560 kids blend into Hilo Intermediate
By Mary Vorsino
Advertiser Staff Writer
By Mary Vorsino
The 560 seventh- and eighth-graders who attend Hilo Intermediate come from six feeder schools across the Big Island. With students coming from so many different communities, there could be a lot of trouble at the campus.
But there isn't.
"If this were any other school, it would be a war zone," said Principal Elaine Christian. "But here, you see these kids blend. I see them grow."
Christian, who has been at the school for nine years, said her students overcome a host of economic and personal challenges to succeed.
Though the school is struggling to meet the demands of the federal No Child Left Behind Act, it has seen test scores improve for the last two years.
The school was put into restructuring in 2004.
"We may not be a rich and fancy school," Christian said. "But our kids have so much heart. That's what makes our school unique."
The school emphasizes students' futures. Students are consistently asked — by teachers, staff, even janitors — to think about what they want to do when they graduate from high school. What they want to be. Where they will live.
Christian said she wants all of her students to envision themselves as high school and college graduates. And she often encourages her kids to find mentors in teachers, staff members or members of the community. The idea has caught on in a big way. A custodian at the school who played in the World Series sits with students regularly to talk about what it takes to be a college baseball player.

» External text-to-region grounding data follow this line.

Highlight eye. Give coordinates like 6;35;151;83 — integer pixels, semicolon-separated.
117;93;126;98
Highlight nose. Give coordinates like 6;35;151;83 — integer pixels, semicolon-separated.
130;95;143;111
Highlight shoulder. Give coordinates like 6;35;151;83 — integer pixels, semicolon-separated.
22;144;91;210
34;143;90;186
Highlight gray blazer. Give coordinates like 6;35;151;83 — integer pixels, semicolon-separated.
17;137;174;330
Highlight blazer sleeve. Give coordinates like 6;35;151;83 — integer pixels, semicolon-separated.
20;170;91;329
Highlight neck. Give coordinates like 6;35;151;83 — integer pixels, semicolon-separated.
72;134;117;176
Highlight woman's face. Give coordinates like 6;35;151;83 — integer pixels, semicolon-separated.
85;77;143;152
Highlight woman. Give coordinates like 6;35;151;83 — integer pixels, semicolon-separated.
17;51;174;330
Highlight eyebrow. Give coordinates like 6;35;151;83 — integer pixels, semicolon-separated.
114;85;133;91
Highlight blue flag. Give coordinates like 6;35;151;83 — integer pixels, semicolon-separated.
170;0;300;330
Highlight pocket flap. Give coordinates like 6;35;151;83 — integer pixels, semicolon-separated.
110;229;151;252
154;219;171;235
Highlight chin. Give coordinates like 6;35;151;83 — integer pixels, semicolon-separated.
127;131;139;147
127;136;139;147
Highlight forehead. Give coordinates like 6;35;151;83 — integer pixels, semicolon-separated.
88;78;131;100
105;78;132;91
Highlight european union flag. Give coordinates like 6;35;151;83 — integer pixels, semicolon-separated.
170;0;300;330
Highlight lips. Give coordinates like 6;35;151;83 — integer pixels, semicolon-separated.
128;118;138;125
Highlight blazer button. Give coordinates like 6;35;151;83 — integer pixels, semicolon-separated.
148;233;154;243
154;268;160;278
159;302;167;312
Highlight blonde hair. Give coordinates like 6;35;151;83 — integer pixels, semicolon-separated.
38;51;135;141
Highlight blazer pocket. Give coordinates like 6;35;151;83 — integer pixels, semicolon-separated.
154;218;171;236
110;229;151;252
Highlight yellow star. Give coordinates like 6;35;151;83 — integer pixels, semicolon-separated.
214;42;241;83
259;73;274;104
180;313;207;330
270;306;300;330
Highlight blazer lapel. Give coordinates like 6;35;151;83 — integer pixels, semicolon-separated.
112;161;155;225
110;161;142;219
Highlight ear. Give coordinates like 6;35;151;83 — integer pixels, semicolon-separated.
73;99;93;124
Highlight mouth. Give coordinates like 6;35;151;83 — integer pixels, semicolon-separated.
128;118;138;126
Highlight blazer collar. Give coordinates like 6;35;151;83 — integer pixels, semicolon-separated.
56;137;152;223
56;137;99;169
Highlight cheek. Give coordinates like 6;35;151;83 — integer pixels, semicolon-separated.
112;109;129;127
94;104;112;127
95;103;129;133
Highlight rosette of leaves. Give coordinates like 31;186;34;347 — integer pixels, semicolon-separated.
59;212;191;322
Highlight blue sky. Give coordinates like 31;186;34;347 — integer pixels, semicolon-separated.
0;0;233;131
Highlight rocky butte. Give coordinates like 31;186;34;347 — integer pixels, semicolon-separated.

And the cafeteria's head cook can often be found discussing the food business with future restaurateurs and chefs. "These kids will seek these people out," Christian said. "It's fairly unique. I see so many opportunities in it."
Christian says she loves Hilo Intermediate and its students so much she doesn't want to leave. She plans to retire from the school — in five or six years.
The school's band is a popular elective among students. About 75 seventh-graders and 50 eighth-graders play — and many have never before picked up an instrument. "By the time they get to the eighth grade, these children are really performing in the high school level," Christian said. "If you heard this band, you'd be so amazed."
Christian said she's had to be creative with her budget — and budget cuts. This year, kids at the school didn't have a single field trip because the school couldn't afford buses. Though the trips were missed, not a single student or teacher grumbled. "I didn't have one complaint," Christian said.